“Now are you awake?”

Dorothy smiled, still dreaming.

“Hello!” cried Katherine, with renewed animation, “they’ve got the Secretary safe aboard the lugger, and they seem to be clearing the decks for action. Here is my dear Lieutenant returning; tall even among tall men. Look at him. He’s in a great hurry, yet so polite, and doesn’t want to bump against anybody. And now, Dorothy, don’t you be afraid. I shall prove a perfect model of diffidence. You will be proud of me when you learn with what timidity I pronounce prunes and prism. I think I must languish a little at him. I don’t know quite how it’s done, but in old English novels the girls always languished, and perhaps an Englishman expects a little languishment in his. I wonder if he comes of a noble family. If he doesn’t, I don’t think I’ll languish very much. Still, what matters the pomp of pageantry and pride of race—isn’t that the way the poem runs? I love our dear little Lieutenant for himself alone, and I think I will have just one dance with him, at least.”

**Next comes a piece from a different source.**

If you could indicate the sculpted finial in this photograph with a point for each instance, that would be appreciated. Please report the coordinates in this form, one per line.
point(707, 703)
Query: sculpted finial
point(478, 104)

Drummond had captured a camp-stool somewhere, and this he placed at right angles to the settee, so that he might face the two girls, and yet not interrupt their view. The sailor on guard once more faded away, and the band now struck up the music of the dance.

“Well,” cried Drummond cheerfully, “I’ve got everything settled. I’ve received the Secretary of the Navy: our captain is to dance with his wife, and the Secretary is Lady Angela’s partner. There they go!”

For a few minutes the young people watched the dance, then the Lieutenant said:

“Ladies, I am disappointed that you have not complimented our electrical display.”

“I am sure it’s very nice, indeed, and most ingenious,” declared Dorothy, speaking for the first time that evening to the officer, but Katherine, whose little foot was tapping the deck to the dance music, tossed her head, and declared nonchalantly that it was all very well as a British effort at illumination, but she begged the young man to remember that America was the home of electricity.

“Where would you have been if it were not for Edison?”

“I suppose,” said the Lieutenant cheerfully, “that we should have been where Moses was when the candle went out—in the dark.”